Abstract: The launch of the Kindle in 2007 marked the arrival of the eBook as a marketable phenomenon and in the following years, the eBook marketplace has gone from strength to strength. Amazon has consolidated its position as the market leader through created a complex proprietary infrastructure that has locked users into the Kindle system. This spans the ubiquitous hardware, software, large store and range of services which constitute the Kindle brand.

This has a caveat, as it means that all the data and infrastructure is reliant on Amazon’s continual investment in the Kindle brand. Due to the cloud-based storage of the Kindle’s data and the limited lifespan of the hardware, users are reliant on Amazon’s continual support. This transition is from book-as-object to book-as-service, which has some exciting opportunities but leaves consumers, and book historians, vulnerable to losing important historical data. The removal of data is not without precedent, as a copy of George Orwell was removed from users’ Kindles directly once it was discovered the publisher did not own the rights to the novel. More recently, Amazon discontinued their Kindle Popular Highlights website which offered an annotation corpus of over one million individual highlights, which is now no longer available.

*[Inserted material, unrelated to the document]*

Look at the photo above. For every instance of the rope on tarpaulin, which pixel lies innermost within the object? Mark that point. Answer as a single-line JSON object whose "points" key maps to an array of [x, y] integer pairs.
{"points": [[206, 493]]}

In order to understand the complex materiality of the Kindle’s infrastructure, it is important to understand how it creates a situation in which we have landed into the precarious reliance on Amazon to preserve the infrastructure. The current project explores the precarious materiality of the Kindle infrastructure and the difficulties it presents for contemporary and future book historians who wish to delineate a comprehensive account of digital book culture in the early twenty-first century. As a corollary, the paper will suggest some solutions to the problem that can be undertaken currently including the urgent need to preserve the evidence that is proliferating on the Kindle infrastructure.